Has anyone else run into an issue with a Data Fusion not runninng after saving?


Best Answer

  • GrantSmith
    GrantSmith Indiana 🥷
    Answer ✓

    Thanks @jaeW_at_Onyx 


    I was aware of the 60 second limit, it was just odd to me that I've had wider and deeper tables in fusions return instantaneously. These together only had 69 columns so they weren't wide by any means. It's a one to many relationship so I didn't need to worry about a cartesian product.


    For whatever reason I was able to just delete and recreate the fusion (after mutliple attempts prior) and it was able to run successfully.


  • jaeW_at_Onyx
    jaeW_at_Onyx Budapest / Portland, OR 🟤

    @GrantSmith ,

    Just do the JOIN on a small handful of columns, start with 2 columns from the LEFT and the RIGHT side.

    Keep in mind SELECT * across two deep tables can be ugly ... especially if you have wide tables.


    Validate that you get the expected number of rows (14.7M) in the output.  


    It's wild to me to have 14M transactions across 6.3M customers ...


    BUT, that said, once you've confirmed that your JOIN isn't producing a cartesian product (that you have multiple customerIDs with the same value) and your OUTPUT returns the correct number of results, you can ask the support team to "optimize your query".  


    They can do 'back end magic' to make sure your Fusion returns a result.


    THE ROOT CAUSE of the problem is that Fusions must return a result within 60 seconds or Domo will force quit the query.  


    If I were you, I'd build a Fusion on a subset of the customer dimension, then build out your visualizations /  dashboards.  This will give the DBAs a little more to work with as they're optimizing your fusion.  They'll be able to understand 'what's important' and make more meaningful projections than just on your JOIN column.


    Keep in mind that Optimizations can break if your schema changes (i.e. column names change).  You can add new columns (they just won't be optimized).


    hope that helps.

  • jaeW_at_Onyx
    jaeW_at_Onyx Budapest / Portland, OR 🟤

    Part of the issue can be related to caching.

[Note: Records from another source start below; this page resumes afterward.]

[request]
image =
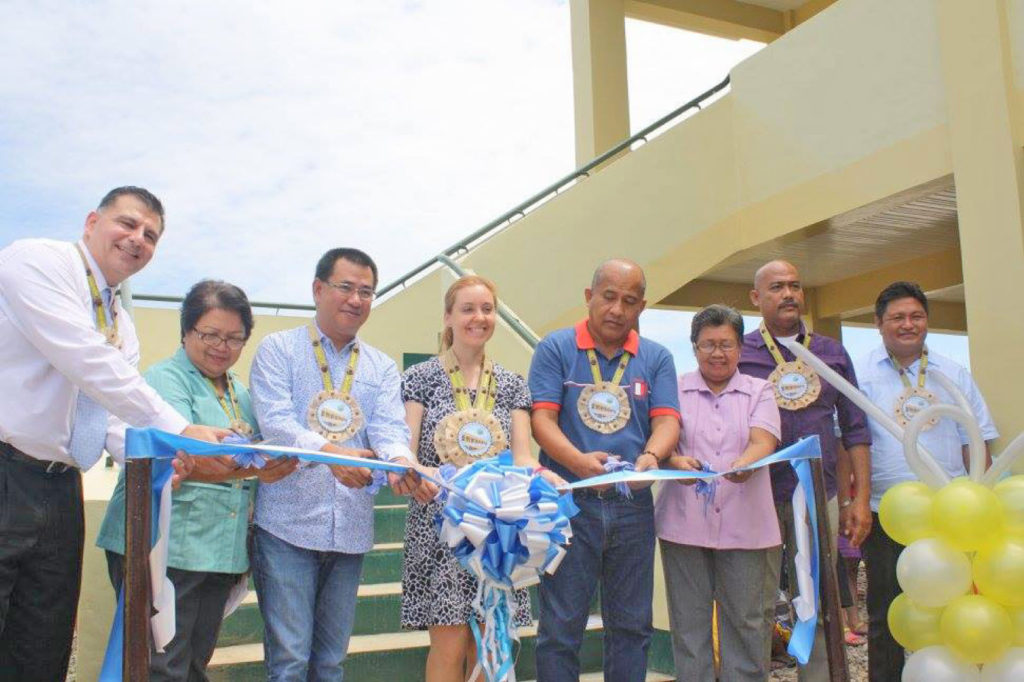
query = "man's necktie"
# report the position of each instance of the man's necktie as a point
(88, 431)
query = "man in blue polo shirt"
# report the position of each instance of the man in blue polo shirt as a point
(599, 390)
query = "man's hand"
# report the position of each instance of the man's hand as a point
(214, 469)
(208, 433)
(408, 482)
(738, 476)
(275, 469)
(645, 462)
(350, 476)
(855, 520)
(684, 463)
(588, 465)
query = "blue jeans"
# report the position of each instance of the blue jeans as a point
(307, 600)
(612, 545)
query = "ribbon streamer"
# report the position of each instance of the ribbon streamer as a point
(162, 446)
(806, 449)
(615, 463)
(507, 526)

    When you query a dataset in adrenaline, Domo starts caching some of the results.  In my mind, i think of it as analagous to the Statistic tables you build in a SQL database or the cache you have in MS SSAS MultiDimensional.

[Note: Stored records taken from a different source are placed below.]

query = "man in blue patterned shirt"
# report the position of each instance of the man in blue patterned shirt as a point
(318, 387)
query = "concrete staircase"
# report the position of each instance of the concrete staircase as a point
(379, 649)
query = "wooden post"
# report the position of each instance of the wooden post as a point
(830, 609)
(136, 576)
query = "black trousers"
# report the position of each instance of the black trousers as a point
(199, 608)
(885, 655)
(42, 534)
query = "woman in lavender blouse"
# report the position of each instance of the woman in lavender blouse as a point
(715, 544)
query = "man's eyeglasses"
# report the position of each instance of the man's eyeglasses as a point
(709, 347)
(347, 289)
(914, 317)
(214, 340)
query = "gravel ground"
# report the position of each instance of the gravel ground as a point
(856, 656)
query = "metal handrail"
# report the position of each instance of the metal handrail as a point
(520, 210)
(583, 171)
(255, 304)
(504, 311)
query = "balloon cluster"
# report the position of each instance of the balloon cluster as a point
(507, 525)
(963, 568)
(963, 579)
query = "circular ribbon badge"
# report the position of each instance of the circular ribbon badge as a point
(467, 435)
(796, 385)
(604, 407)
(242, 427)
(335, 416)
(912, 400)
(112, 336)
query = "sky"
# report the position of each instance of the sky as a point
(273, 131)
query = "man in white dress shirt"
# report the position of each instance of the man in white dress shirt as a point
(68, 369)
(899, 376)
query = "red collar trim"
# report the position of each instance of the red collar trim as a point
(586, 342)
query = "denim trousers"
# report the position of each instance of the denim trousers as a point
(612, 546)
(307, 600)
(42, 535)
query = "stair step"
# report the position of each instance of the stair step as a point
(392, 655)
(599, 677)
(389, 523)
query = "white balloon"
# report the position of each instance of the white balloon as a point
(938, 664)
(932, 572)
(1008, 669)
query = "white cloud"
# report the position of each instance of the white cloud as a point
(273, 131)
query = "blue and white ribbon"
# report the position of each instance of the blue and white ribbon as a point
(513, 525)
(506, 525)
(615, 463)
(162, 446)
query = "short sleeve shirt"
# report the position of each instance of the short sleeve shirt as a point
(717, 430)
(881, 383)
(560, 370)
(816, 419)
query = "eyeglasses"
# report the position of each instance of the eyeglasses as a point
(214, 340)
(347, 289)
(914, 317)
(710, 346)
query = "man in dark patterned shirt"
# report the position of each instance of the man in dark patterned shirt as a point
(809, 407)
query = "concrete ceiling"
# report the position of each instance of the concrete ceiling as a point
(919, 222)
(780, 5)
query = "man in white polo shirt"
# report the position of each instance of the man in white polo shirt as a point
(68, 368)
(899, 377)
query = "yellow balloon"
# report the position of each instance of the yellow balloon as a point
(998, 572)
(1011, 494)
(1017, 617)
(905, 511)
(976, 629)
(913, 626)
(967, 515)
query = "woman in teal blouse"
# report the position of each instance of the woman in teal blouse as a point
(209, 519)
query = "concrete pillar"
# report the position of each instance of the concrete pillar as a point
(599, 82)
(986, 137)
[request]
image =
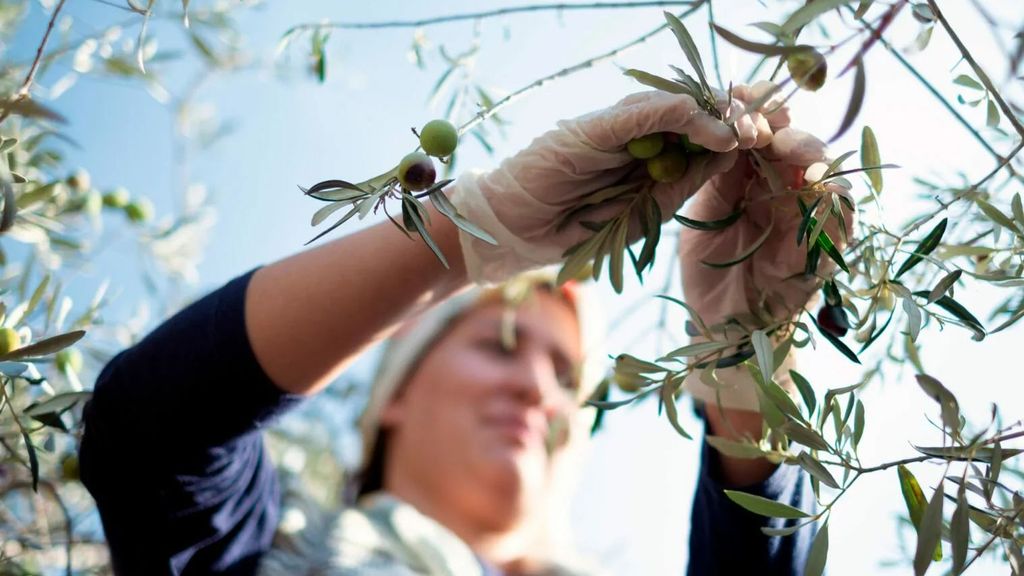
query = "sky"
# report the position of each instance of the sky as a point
(632, 509)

    So, the more questions you ask the faster Domo gets at returning an answer.

    When you update a dataset in Domo, Adrenaline clears the cache so all the stats etc go away and have to slowly build up as you query it.


    That's partially why (as I understand it) you might tinker with a fusion a few times, and after the 3rd try, you finally get a response.


    Have support / engineering take a look.

  • mine isn't running either. I swear it worked a few days ago.